EOn continues to struggle under German energy policy, with gas generation made "barely profitable" by pro-renewable market arrangements and nuclear generation slashed and taxed by government decree.

The utility has summarised its performance from January to the end of September, explaining to shareholders that it would honour dividend predictions for 2012, but would revise ambitions for 2013 and 2015. Despite a worsening outlook, the company still recorded pre-tax earnings of €8.8 billion ($11.2 billion) with 'underlying net income' of about €4 billion ($5.0 billion) for the first nine months of 2012.

One problem is that renewable generation is given priority access to the grid when it is available. This sometimes prevents gas-fired generation from operating during peak hours and has altered the economics of gas to such an extent that it is now "barely profitable to operate," said CEO Johannes Teyssen. "In most European markets, the gross margin for gas-fired units is approaching zero or is indeed already negative."
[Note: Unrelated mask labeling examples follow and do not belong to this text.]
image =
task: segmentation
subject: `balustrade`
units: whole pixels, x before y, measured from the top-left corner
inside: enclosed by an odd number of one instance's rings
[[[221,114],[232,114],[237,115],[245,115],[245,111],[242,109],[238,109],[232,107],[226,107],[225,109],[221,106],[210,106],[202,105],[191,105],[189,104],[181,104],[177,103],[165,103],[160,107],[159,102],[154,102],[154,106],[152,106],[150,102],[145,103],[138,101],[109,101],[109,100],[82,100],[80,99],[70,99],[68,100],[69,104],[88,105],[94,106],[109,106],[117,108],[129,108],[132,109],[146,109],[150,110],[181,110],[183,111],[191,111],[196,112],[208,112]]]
"Paradoxically, this benefits carbon-intensive lignite-fired assets which are more harmful to the earth's climate, whereas flexible, climate-friendlier assets are barely profitable," said Teyssen.
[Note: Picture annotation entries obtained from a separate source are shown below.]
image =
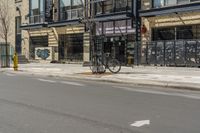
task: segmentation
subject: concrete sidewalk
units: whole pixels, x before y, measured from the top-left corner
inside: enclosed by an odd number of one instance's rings
[[[134,66],[122,67],[118,74],[94,75],[80,64],[31,63],[20,65],[18,72],[11,68],[0,71],[200,90],[200,68]]]

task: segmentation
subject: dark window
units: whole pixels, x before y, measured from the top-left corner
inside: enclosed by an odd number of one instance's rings
[[[194,39],[192,26],[181,26],[176,28],[177,39]]]
[[[71,20],[83,16],[82,0],[60,0],[60,19]]]
[[[175,29],[172,28],[155,28],[152,29],[152,39],[157,40],[174,40],[175,39]]]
Moreover, the company does not benefit from good enough renewable performance to balance this negative effect of the energy transition. Despite the issue outlined above, oil, gas and coal produced 61% of EOn's power generation and brought in €1.2 billion (69%) of pre-tax earnings from generation. Renewables produced 11% of power, but reported an operating loss of €67 million that actually reduced pre-tax earnings by 3%.

EOn's reduced nuclear fleet gave the most income per unit of generation, making up 21% of power generation and bringing €599 million (34%) of the pre-tax earnings. This figure, however, will be slashed by Germany's extraordinary tax on nuclear fuel that EOn continues to contest. The company said only that "conclusive court rulings" would be handed down "in future" on that matter.
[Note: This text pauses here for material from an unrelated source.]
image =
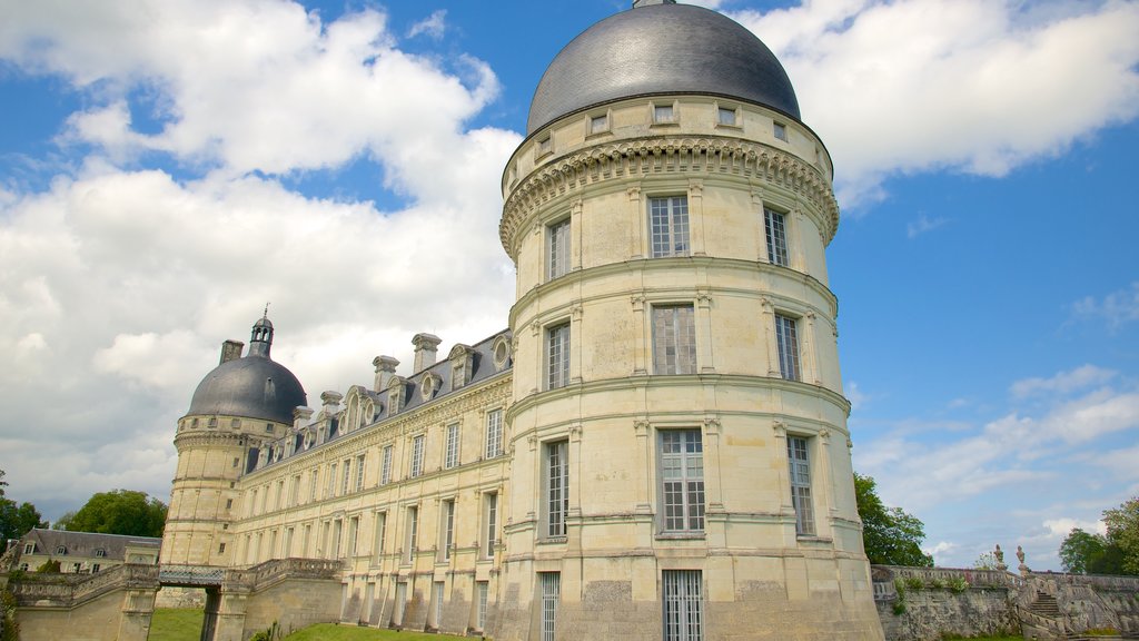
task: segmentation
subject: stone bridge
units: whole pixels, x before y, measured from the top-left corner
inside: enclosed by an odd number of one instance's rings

Isar 1 and 2 (EOn) 380x238
The Isar nuclear power plant. Unit 1 (left) was closed down by the
government in 2011, unit 2 continues to operate (Image: EOn)

Germany's post-Fukushima reaction against nuclear energy also saw the government order EOn's Unterweser and Isar 1 reactor units to shut down, as well as six others in the country owned by other firms. All of these, EOn said, had their safety confirmed by the European Commission's stress test program and demonstrated safety margins that "considerably exceed" regulatory and legal standards.

The company summarised its position on the matter: "EOn is implementing the political majority's decision on an earlier phaseout of nuclear energy. At the same time, however, EOn believes that the nuclear phaseout, under current legislation, is irreconcilable with our constitutionally protected right to property and right to operate a business. In any case, such an intervention is unconstitutional unless compensation is granted for the rights so deprived. Consequently we expect appropriate compensation for the billions of euros in stranded assets created by this deprivation."